PENDAHULUAN
Indonesia adalah negara yang dibangun berdasarkan keragaman masyarakat yang ada di dalamnya. Keragaman itulah yang kemudian dijadikan semboyan atas adanya komitmen untuk selalu hidup bersama dalam pluralitas.Â
Semboyan Bhineka Tunggal Ika kemudian diabadikan dalam falsafah bangsa, berbeda-beda tetapi tetap satu Indonesia. Namun dalam perjalanan waktu Indonesia menjadi negeri dengan tingkat krisis moralitas yang mencapai 4,1% (Dihni, 2022).
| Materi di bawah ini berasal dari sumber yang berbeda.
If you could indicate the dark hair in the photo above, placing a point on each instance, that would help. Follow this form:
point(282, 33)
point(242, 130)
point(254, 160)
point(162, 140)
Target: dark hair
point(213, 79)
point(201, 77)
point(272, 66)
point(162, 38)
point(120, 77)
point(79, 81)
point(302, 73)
Krisis moralitas yang cukup mengkhawatirkan tersebut salah satunya dilatarbelakangi oleh lingkungan dimana siswa berinteraksi.Â
Hal yang paling menonjol dalam krisis moralitas siswa masa kini adalah terkait penggunaan bahasa yang kasar, kurangnya sopan santun pada orang yang lebih tua, bullying, dan minimnya pengamalan nilai-nilai luhur budaya bangsa.
Bila merujuk identitas manusia Indonesia yang beragam seyogyanya jiwa dan hasrat sosial yang tinggi itu tidak pernah luntur. Apalagi manusia Indonesia memiliki falsafah dan pedoman hidup yang dicita-citakan bangsa yang luhur yakni Pancasila.Â
Dalam konteks masyarakat Indonesia yang multikultur, pendidikan berperan penting dalam membangun paradigma berpikir, bersikap, dan berperilaku sebagai bangsa Indonesia. Pendidikan adalah proses untuk melestarikan keragaman yang menjadi praksis hidup bersama, saling peduli, mengasihi, menghargai dan bukan saling mengalahkan dalam semangat kompetisi. Pendidikan dirancang untuk membangun kehidupan bersama atas kesadaran akan realitas keragaman dan saling membutuhkan.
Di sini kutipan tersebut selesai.